20 “Also, when I broke the seven for the four thousand, how many large baskets full of fragments did you take up?”
And they said, “Seven.”
21 So He said to them, “How is it you do not understand?”
So Jesus wanted to talk about sin. About hypocrisy. About the dangers of religion and judgment.
And the disciples thought they were being subtly berated about supplies. About food.
This is becoming quite a theme in Mark! We're so occupied with our physical lives, our physical beings. What we eat, what we wear. But Jesus tells us and shows us that he's got that covered. We don't need to worry about bread when we're following the man who can make it rain from the heavens like manna. We need to worry about our hearts.
22 Then He came to Bethsaida; and they brought a blind man to Him, and begged Him to touch him. 23 So He took the blind man by the hand and led him out of the town. And when He had spit on his eyes and put His hands on him, He asked him if he saw anything.I always liked Peter. I think it's largely because I had to play him in a little Sunday School act-out-the-story thing when I was about 8, honestly. ;-) But that always made me pay attention to what Peter says and does--and this right here just hammers it home. This is the first confession we see from a human (as in, not a demon) proclaiming the truth of who Jesus is. The disciples were finally beginning to see the true miracle of their Lord, and Peter was the one brave enough to say it out loud.
24 And he looked up and said, “I see men like trees, walking.”
25 Then He put His hands on his eyes again and made him look up.
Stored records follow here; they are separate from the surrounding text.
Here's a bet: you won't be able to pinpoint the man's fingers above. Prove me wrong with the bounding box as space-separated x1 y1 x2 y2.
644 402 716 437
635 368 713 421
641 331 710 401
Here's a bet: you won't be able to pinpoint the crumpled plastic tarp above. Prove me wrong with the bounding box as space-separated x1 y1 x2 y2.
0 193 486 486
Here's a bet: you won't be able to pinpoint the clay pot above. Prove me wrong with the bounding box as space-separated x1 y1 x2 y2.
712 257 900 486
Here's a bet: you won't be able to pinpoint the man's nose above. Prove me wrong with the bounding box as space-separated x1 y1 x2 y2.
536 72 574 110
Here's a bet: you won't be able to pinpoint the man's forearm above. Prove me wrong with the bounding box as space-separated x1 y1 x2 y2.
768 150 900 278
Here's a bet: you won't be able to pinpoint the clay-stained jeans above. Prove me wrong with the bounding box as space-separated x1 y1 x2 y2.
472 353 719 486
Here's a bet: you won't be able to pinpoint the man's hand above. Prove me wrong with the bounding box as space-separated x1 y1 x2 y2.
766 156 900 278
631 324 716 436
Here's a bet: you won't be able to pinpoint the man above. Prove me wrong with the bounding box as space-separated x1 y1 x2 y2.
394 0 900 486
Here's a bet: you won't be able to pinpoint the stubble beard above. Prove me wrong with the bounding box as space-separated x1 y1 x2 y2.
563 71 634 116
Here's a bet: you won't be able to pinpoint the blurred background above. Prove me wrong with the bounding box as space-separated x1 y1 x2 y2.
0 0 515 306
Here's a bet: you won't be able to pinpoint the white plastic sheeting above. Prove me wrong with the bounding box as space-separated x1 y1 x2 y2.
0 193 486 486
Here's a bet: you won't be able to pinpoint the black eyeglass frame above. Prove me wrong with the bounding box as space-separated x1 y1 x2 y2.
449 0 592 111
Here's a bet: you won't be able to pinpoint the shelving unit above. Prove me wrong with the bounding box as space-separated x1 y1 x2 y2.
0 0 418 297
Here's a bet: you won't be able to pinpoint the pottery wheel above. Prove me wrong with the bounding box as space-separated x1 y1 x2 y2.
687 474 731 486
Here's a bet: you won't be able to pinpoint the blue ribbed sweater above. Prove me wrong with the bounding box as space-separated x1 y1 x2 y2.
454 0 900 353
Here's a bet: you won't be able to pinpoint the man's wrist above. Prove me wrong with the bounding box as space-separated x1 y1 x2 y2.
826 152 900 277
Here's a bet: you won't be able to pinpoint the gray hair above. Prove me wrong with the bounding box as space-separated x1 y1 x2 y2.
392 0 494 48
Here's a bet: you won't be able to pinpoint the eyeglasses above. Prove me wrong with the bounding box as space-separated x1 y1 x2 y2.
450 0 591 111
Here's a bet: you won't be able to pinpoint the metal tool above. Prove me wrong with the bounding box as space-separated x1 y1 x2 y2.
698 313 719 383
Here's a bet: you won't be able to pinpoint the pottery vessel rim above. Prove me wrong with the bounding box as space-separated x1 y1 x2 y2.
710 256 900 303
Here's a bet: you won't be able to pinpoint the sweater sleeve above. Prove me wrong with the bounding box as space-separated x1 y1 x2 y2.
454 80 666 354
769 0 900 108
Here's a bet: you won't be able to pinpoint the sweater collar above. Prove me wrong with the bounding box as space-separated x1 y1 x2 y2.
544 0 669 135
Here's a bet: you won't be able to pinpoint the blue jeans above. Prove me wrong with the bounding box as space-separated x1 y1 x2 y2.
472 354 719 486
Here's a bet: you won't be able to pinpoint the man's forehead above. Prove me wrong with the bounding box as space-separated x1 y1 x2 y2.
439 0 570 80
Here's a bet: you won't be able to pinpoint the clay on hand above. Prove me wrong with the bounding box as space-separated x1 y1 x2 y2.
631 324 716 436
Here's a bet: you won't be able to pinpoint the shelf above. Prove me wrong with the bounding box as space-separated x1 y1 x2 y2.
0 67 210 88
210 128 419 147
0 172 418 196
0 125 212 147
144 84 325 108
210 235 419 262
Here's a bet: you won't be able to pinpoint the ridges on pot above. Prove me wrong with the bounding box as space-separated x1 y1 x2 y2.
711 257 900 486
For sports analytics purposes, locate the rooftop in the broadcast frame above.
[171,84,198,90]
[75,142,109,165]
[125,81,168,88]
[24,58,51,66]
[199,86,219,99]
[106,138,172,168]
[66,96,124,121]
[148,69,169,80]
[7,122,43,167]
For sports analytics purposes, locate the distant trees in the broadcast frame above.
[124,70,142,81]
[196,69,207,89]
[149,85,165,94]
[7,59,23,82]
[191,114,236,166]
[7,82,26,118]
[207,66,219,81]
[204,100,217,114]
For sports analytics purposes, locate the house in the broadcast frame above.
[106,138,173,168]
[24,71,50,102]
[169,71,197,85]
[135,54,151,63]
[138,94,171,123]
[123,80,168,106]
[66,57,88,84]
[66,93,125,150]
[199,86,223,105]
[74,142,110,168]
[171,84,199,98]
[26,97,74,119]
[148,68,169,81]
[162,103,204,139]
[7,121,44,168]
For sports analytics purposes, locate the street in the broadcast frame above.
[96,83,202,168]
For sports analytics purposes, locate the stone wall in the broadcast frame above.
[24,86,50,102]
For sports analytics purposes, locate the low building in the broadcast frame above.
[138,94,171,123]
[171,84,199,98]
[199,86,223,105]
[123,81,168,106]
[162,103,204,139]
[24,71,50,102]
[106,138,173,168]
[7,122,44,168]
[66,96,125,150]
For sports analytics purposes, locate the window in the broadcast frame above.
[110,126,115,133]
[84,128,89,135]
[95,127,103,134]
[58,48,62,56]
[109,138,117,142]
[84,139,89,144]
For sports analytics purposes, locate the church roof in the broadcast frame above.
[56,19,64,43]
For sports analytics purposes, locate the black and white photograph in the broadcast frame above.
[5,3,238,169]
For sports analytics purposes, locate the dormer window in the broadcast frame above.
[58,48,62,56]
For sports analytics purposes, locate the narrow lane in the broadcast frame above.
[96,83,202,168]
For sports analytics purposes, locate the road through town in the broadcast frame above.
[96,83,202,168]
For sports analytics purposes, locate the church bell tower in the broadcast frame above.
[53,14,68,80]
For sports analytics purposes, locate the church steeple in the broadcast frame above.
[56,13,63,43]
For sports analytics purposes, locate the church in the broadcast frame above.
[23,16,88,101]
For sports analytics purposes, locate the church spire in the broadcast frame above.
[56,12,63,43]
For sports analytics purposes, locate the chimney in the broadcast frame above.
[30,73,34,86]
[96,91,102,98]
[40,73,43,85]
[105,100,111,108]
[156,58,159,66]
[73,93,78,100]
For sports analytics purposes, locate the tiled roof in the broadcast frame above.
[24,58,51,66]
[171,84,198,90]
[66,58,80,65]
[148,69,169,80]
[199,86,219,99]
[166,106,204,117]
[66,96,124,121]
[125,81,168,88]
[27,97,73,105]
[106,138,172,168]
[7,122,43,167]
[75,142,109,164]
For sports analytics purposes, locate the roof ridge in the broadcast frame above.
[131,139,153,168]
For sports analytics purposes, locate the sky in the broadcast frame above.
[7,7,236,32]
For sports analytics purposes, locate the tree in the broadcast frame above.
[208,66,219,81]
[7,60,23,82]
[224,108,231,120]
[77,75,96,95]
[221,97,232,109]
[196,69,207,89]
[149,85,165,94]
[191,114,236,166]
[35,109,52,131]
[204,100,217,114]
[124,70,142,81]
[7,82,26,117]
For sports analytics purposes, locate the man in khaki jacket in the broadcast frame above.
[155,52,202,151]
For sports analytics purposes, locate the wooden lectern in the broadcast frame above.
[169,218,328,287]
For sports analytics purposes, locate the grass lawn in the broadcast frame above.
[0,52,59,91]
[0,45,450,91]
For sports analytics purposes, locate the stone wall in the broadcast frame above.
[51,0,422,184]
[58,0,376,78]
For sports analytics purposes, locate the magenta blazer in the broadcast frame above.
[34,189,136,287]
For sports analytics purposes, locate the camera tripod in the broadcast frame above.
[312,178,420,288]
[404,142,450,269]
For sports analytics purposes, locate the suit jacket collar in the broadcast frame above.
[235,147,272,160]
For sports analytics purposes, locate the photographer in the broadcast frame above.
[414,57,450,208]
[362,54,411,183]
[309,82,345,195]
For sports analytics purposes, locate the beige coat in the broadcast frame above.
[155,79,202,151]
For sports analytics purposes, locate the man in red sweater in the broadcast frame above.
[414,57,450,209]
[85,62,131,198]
And he was restored and saw everyone clearly. 26 Then He sent him away to his house, saying, “Neither go into the town, nor tell anyone in the town.”
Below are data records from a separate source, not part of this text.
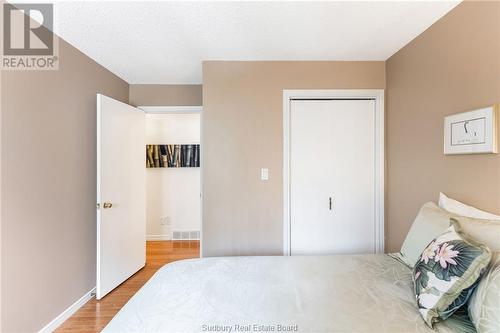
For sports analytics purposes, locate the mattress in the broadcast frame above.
[103,255,474,332]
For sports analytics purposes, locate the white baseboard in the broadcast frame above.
[39,288,95,333]
[146,235,172,241]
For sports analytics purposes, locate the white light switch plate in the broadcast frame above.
[260,168,269,180]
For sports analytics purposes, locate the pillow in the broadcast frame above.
[396,202,453,268]
[452,214,500,252]
[468,252,500,333]
[413,219,491,327]
[439,193,500,222]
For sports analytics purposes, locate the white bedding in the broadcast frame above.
[104,255,470,332]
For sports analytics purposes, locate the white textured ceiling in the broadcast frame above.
[45,1,458,84]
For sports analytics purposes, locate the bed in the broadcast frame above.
[103,254,475,333]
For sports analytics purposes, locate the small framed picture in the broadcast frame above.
[444,105,498,155]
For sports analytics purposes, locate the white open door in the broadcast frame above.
[96,94,146,299]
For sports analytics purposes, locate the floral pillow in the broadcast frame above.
[413,219,491,327]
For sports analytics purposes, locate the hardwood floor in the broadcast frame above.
[55,241,200,333]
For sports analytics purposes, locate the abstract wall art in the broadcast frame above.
[146,144,200,168]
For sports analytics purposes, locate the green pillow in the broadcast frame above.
[413,219,491,327]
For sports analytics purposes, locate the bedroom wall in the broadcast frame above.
[386,1,500,251]
[0,39,128,332]
[129,84,202,106]
[202,61,385,256]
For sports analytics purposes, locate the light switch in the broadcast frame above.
[260,168,269,180]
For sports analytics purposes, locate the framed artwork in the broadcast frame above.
[444,105,498,155]
[146,144,200,168]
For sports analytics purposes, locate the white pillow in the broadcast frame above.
[394,202,455,268]
[439,193,500,221]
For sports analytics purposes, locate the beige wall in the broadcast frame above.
[1,40,128,332]
[386,2,500,251]
[129,84,202,106]
[202,61,385,256]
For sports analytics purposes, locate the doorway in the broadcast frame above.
[283,90,384,255]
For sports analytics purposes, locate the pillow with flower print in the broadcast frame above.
[413,219,491,327]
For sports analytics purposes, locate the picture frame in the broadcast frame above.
[444,104,499,155]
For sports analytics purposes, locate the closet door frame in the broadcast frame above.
[283,89,385,256]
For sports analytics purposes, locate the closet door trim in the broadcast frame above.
[283,89,385,256]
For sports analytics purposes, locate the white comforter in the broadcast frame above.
[104,255,472,332]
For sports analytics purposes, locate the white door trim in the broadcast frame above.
[283,89,385,256]
[137,106,203,114]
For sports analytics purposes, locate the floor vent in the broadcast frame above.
[172,230,200,240]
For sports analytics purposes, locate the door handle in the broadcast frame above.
[102,202,113,209]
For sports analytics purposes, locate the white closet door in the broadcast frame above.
[290,100,375,255]
[96,95,146,299]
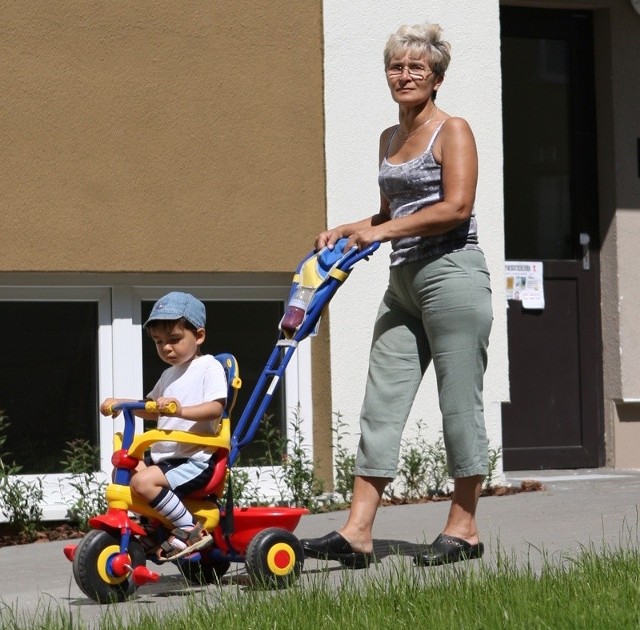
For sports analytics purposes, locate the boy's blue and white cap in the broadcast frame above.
[144,291,207,328]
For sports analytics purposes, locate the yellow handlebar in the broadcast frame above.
[144,400,178,413]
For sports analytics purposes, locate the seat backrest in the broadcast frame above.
[189,352,242,499]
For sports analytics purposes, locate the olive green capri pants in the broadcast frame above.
[355,250,493,479]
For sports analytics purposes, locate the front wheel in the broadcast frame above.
[245,527,304,588]
[73,529,145,604]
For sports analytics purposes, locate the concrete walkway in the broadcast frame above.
[0,469,640,627]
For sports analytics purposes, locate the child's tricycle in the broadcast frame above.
[64,239,378,603]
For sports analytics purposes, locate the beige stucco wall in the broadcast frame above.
[0,0,325,272]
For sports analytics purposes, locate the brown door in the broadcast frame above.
[501,7,603,470]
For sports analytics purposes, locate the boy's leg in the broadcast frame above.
[141,460,212,559]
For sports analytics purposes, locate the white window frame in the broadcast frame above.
[0,274,313,520]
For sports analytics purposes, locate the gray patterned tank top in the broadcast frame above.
[378,123,480,267]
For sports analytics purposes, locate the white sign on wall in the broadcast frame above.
[504,260,544,309]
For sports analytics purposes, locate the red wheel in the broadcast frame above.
[245,527,304,588]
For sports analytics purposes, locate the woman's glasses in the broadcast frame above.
[387,63,433,81]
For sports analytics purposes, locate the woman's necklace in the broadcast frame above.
[398,105,440,142]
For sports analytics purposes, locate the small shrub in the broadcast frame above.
[0,412,44,541]
[230,467,265,506]
[282,408,322,509]
[333,412,356,503]
[60,440,107,532]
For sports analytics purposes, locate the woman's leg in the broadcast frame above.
[442,475,483,545]
[340,477,389,553]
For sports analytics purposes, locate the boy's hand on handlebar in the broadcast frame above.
[151,396,182,416]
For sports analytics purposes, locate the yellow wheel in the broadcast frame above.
[73,529,145,604]
[245,527,304,588]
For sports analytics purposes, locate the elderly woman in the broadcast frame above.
[302,24,492,568]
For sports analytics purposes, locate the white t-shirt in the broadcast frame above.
[147,354,227,463]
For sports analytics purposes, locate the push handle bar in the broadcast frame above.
[107,400,178,414]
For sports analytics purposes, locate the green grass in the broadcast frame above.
[0,549,640,630]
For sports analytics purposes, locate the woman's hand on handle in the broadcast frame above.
[314,228,345,252]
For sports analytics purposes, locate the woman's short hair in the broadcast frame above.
[384,23,451,77]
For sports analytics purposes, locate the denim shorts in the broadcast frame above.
[355,250,493,479]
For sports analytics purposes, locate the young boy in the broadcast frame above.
[100,291,227,560]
27 Now Jesus and His disciples went out to the towns of Caesarea Philippi; and on the road He asked His disciples, saying to them, “Who do men say that I am?”
28 So they answered, “John the Baptist; but some say, Elijah; and others, one of the prophets.”
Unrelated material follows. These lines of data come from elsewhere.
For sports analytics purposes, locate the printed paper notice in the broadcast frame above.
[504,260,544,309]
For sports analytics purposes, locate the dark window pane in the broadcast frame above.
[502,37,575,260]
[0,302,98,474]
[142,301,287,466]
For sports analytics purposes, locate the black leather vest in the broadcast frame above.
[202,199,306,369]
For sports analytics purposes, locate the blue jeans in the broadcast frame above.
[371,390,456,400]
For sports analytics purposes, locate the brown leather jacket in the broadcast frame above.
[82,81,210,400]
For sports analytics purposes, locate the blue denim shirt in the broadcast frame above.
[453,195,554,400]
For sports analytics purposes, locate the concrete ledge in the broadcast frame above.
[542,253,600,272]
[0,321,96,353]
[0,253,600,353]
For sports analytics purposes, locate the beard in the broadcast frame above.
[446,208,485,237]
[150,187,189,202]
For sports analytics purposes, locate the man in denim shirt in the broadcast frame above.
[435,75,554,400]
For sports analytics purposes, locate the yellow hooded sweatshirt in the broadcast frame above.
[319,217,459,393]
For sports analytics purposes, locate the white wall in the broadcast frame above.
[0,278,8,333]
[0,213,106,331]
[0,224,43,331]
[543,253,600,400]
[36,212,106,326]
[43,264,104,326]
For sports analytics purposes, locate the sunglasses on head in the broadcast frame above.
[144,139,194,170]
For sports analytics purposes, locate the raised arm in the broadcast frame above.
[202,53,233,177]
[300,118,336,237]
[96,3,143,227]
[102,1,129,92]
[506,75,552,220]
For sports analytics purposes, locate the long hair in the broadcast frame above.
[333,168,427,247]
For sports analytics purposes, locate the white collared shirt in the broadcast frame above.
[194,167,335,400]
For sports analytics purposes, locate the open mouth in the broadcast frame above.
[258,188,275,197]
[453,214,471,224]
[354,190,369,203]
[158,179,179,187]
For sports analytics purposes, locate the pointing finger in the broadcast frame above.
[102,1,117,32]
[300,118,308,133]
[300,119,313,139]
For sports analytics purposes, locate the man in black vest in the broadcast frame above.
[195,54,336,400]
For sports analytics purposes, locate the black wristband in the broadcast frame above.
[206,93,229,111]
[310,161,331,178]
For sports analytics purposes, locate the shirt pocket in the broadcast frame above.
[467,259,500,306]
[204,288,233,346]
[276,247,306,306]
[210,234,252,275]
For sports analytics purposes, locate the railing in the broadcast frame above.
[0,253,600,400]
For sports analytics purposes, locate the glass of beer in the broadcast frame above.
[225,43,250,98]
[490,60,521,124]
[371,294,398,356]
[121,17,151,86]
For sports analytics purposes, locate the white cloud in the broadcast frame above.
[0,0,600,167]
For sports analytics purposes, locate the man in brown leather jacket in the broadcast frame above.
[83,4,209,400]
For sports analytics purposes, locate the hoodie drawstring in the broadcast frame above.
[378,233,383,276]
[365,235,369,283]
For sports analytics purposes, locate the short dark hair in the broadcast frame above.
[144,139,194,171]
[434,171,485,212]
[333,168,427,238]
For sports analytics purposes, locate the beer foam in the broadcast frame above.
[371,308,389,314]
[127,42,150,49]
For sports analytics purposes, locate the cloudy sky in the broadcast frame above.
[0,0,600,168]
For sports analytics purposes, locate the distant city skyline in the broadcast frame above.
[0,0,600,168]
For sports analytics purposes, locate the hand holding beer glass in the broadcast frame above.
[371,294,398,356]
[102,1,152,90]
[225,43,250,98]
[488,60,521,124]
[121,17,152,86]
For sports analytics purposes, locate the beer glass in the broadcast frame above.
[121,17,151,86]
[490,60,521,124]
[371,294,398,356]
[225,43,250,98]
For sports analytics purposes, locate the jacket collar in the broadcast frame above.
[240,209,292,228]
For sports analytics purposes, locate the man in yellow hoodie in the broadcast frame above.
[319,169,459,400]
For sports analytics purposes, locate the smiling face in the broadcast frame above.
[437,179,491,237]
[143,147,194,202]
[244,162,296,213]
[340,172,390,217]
29 He said to them, “But who do you say that I am?”
Peter answered and said to Him, “You are the Christ.”
30 Then He strictly warned them that they should tell no one about Him.
31 And He began to teach them that the Son of Man must suffer many things, and be rejected by the elders and chief priests and scribes, and be killed, and after three days rise again. 32 He spoke this word openly. Then Peter took Him aside and began to rebuke Him. 33 But when He had turned around and looked at His disciples, He rebuked Peter, saying, “Get behind Me, Satan! For you are not mindful of the things of God, but the things of men.”
Of course, this is Peter, LOL. He's bold not only in proclaiming who Jesus is, but also in letting Jesus know what Peter thinks needs to happen and doesn't. But Peter was looking at it through man's eyes--and all he knew was that he didn't want his friend, his teacher, his master to suffer and die.
How often do the families of missionaries react the same way when they hear that their loved ones are going halfway around the world to a place that might be savage or war-torn? They're thinking from their earthly hearts about the one they love and the danger they'll be in--but God calls us from a heavenly place that sees beyond danger. That sees the must behind the maybe.
34 When He had called the people to Himself, with His disciples also, He said to them, “Whoever desires to come after Me, let him deny himself, and take up his cross, and follow Me. 35 For whoever desires to save his life will lose it, but whoever loses his life for My sake and the gospel’s will save it. 36 For what will it profit a man if he gains the whole world, and loses his own soul? 37 Or what will a man give in exchange for his soul? 38 For whoever is ashamed of Me and My words in this adulterous and sinful generation, of him the Son of Man also will be ashamed when He comes in the glory of His Father with the holy angels.”
So then, our question of the day. What have you denied yourself for His sake? What is the cross he has asked you to take up for him? Have you done it?